Поэт И. Котельников обращает внимание, что кроме прочей символики, обнаруженной литературоведами в стихах Державина и Бродского, нужно иметь в виду: в славянских верованиях образ птицы несёт в себе образ души. В некотором смысле державинский «Снигирь» (с заглавной буквы!), эта зимняя, снежная птичка, которая «заводит песнь военну», являет собой и душу Суворова. В стихах Державина, в отличие от Бродского, нет упоминания античной символики (весьма глубоко и прочно вживлённой в существо русской поэзии) и соотнесённости с древнеримскими персоналиями. Котельников пишет: «Для Державина Суворов – “вождь” и “богатырь” россиян. После его смерти “с кем мы пойдём войной на Гиену?” Выходит – не с кем. Заметьте – войной на Гиену. Не больше и не меньше. Каков масштаб! Вот она – смыслообразующая сила русской поэзии…»
Стихотворение Бродского с горькой трезвостью, взысканием, но, как нам видится, и с состраданием говорит о величии и трагедии полководца, который был вынужден посылать миллионы жизней на гибель. Автор очевидно терзается: мучила ли эта проблема маршала так же, как его самого, а также продолжает ли она мучить военачальника там, в инобытии.
Есть ли общность третьего текста со вторым, появившимся на свет семью годами ранее? Прежде всего, она видна в повелительном наклонении – в последних предложениях обоих сочинений.
Бродский: «Бей, барабан, и, военная флейта, / громко свисти на манер снегиря».
Липкин: «Пой, балалайка, плакать нельзя». Это почти цитата, или даже межавторская, межтекстовая анафорическая рифма: «Бей, барабан, и» и «Пой, балалайка». Последующий автор подхватывает звук предыдущего (благо, они соседствуют в истории и географии), но, как свойственно умному эху, преображает его.

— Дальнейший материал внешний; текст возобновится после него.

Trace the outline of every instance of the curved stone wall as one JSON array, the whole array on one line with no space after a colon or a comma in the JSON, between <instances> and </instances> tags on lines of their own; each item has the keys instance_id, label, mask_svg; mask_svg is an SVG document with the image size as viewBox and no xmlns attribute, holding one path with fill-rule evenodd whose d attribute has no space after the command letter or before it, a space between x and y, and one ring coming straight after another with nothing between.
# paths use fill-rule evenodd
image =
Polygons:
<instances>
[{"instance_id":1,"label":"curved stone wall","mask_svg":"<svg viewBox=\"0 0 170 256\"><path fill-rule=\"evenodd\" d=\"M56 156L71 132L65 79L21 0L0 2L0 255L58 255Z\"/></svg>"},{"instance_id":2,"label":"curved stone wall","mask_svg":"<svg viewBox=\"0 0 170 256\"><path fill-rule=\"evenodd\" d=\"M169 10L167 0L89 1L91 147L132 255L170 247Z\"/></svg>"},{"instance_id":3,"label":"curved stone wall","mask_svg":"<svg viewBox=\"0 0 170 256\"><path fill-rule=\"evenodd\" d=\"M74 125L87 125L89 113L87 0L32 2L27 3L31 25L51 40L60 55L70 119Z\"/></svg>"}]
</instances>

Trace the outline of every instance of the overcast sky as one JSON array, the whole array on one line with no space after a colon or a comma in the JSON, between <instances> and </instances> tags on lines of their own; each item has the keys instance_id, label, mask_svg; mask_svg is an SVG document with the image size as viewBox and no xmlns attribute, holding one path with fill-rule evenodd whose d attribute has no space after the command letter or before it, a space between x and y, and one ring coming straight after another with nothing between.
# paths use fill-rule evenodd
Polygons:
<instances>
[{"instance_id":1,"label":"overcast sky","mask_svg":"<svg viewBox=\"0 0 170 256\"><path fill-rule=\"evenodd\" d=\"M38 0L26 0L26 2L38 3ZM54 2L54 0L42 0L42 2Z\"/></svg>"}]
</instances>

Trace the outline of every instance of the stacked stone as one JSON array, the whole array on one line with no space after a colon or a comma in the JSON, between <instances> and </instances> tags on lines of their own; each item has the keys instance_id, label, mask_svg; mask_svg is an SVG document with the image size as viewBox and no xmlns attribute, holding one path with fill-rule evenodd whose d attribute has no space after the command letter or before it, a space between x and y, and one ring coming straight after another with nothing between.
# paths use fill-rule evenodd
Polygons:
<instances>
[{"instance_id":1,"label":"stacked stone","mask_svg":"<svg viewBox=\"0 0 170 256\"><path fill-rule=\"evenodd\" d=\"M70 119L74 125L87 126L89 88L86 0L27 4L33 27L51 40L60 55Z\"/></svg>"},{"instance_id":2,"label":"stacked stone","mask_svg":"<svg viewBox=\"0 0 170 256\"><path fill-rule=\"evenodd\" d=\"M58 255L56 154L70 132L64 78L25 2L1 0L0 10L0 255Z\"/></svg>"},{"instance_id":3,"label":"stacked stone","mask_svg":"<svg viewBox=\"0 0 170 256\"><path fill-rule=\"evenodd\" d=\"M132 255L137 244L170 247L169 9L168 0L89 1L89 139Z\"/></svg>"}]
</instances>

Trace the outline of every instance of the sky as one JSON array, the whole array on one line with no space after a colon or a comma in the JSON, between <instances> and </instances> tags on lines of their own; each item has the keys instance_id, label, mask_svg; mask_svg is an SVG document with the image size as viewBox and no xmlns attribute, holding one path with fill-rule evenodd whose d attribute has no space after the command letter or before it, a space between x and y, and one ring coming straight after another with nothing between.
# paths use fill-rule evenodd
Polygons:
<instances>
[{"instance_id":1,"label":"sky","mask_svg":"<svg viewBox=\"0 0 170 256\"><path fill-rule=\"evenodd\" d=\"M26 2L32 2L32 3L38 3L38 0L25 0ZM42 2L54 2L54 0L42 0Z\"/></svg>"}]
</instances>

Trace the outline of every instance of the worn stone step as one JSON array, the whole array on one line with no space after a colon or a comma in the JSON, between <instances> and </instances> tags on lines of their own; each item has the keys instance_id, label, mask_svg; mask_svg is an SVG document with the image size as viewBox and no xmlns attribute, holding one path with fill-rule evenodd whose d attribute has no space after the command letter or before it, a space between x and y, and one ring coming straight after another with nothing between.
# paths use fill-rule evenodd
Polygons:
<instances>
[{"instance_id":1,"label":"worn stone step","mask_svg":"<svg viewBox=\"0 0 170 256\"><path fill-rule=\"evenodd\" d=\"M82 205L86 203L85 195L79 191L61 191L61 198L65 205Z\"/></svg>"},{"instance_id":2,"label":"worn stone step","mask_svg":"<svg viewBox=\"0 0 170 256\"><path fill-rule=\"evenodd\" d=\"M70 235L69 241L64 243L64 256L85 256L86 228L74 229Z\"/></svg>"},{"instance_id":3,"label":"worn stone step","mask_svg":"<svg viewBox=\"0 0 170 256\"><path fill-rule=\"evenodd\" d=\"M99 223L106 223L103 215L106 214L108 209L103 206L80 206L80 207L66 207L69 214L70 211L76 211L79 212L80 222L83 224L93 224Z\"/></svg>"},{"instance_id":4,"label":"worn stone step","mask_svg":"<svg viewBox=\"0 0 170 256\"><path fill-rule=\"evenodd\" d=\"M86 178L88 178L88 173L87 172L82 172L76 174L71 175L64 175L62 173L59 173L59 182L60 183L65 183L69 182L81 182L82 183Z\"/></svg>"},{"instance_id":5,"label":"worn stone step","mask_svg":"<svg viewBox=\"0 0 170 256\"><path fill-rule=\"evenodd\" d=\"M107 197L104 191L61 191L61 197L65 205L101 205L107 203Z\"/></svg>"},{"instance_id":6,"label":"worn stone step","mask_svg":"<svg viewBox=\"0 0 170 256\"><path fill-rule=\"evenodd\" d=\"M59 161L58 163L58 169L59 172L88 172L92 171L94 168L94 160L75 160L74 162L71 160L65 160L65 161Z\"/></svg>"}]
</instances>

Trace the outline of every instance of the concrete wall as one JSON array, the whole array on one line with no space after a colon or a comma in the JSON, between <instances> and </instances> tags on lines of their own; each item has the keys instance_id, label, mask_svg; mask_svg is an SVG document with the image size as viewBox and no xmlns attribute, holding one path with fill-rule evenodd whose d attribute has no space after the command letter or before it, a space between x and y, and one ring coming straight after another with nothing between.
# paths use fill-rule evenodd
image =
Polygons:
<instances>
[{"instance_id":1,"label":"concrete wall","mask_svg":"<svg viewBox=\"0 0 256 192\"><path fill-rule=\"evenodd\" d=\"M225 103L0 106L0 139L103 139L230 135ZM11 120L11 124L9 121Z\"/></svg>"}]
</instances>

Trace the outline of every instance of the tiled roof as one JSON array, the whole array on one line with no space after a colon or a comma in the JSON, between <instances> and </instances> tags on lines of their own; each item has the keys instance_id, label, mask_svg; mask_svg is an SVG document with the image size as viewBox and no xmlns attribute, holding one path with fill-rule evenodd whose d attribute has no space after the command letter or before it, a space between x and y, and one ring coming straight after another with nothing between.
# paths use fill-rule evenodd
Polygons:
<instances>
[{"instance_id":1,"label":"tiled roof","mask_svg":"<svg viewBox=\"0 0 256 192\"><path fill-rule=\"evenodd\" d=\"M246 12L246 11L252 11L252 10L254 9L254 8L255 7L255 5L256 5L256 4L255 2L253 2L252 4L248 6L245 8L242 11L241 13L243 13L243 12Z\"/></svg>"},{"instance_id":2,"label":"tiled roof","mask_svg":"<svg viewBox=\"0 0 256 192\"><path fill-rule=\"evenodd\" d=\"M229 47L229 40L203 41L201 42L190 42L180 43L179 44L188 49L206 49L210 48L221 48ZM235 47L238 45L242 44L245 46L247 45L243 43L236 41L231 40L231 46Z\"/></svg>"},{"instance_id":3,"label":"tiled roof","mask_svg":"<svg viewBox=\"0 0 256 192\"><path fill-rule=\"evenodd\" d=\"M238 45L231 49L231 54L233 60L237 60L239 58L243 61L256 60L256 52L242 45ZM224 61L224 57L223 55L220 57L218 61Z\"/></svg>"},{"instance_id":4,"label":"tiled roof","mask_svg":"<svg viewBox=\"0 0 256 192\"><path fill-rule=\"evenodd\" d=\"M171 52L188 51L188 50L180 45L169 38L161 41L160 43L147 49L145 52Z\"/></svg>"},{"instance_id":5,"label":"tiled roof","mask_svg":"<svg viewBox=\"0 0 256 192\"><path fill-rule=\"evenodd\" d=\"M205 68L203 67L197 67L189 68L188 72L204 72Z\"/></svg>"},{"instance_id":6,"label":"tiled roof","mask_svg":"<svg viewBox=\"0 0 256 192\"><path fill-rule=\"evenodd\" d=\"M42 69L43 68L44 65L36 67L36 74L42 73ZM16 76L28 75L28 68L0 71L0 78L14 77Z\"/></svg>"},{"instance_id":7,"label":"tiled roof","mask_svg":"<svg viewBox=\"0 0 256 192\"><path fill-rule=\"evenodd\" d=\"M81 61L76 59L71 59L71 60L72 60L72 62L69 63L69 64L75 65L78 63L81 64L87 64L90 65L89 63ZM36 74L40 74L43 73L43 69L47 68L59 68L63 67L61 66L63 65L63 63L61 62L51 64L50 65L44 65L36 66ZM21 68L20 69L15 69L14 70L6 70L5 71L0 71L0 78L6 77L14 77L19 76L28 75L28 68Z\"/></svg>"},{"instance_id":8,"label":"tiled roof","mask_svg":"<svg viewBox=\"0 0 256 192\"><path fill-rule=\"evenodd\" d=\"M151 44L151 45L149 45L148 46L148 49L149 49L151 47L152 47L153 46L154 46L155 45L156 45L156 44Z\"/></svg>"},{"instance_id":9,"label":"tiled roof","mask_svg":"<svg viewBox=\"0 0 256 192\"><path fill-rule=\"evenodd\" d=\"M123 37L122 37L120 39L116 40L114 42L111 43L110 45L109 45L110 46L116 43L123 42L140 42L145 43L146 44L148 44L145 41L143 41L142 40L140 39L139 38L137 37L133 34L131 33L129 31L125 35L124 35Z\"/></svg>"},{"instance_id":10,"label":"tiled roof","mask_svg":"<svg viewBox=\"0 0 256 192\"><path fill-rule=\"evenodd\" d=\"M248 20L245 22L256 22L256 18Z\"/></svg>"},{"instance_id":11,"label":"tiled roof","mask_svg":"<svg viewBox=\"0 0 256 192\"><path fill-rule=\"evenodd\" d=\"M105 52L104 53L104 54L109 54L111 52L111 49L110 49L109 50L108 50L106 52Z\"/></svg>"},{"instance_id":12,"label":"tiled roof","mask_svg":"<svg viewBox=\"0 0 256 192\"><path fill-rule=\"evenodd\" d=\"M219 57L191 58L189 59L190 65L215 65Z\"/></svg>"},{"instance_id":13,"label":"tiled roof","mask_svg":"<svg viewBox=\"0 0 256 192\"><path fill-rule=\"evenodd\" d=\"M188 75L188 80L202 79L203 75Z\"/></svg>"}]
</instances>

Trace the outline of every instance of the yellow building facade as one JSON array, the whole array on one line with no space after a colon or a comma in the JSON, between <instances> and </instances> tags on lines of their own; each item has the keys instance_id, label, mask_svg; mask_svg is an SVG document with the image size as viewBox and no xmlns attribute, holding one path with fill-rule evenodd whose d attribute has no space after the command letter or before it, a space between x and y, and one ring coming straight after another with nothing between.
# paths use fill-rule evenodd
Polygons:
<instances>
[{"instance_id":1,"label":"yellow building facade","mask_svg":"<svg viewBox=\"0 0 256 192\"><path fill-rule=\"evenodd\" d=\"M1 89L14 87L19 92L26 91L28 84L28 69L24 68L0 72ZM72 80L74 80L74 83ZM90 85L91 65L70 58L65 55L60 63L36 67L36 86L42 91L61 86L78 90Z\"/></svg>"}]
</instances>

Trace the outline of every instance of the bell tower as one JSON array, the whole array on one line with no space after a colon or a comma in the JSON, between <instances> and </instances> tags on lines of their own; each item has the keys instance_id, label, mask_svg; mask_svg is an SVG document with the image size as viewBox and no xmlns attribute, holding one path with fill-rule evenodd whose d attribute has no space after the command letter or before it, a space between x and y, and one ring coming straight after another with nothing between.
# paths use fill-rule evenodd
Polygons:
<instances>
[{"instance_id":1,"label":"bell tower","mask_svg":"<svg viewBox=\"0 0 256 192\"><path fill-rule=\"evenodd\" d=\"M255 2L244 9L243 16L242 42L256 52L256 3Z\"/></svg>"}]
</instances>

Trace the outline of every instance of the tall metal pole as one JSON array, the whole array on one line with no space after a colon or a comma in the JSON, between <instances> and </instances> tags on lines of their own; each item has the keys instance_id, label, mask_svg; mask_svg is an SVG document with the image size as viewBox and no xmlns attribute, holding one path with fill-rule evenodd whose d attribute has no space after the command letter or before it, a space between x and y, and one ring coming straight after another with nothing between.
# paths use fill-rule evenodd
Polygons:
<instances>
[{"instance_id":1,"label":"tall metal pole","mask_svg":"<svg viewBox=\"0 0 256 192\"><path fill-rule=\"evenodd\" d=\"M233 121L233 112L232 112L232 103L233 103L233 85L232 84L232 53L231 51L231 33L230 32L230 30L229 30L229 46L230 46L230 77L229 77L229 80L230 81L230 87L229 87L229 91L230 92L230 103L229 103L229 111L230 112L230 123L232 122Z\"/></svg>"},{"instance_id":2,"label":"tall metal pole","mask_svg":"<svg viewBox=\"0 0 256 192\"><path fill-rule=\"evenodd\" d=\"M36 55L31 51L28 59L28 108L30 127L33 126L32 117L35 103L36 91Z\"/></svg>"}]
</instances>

У Державина – призыв замолчать: «Полно петь песню военну, Снигирь!» (поскольку «Бранна музыка днесь не забавна»). У Бродского последнему назиданию предшествует обращение к маршалу Жукову – «всё же, прими их…», а затем следуют два призыва-обращения: маршалу – «Спи!», и к музыке: «Бей, барабан, и, военная флейта, / громко свисти на манер снегиря».
Два адресата в финале и у Липкина, но здесь – принципиально иной человеческий адресат, хотя тоже с повелительным наклонением: «Мама, закутай дочку в простынку…». Это предшествует последнему назиданию: «Пой, балалайка, плакать нельзя».
У Липкина это уже фактически не «военна», как нарочито (и, пожалуй, саркастично) продекларировано в названии, а послевоенная песня. Песня страха и скорби, звучащая меж победой и парадом. Державинский эпиграф звучит в устах липкинского лирического героя как ещё более горький (чем у Державина – снегирю) упрёк: «Что ты заводишь песню военну»?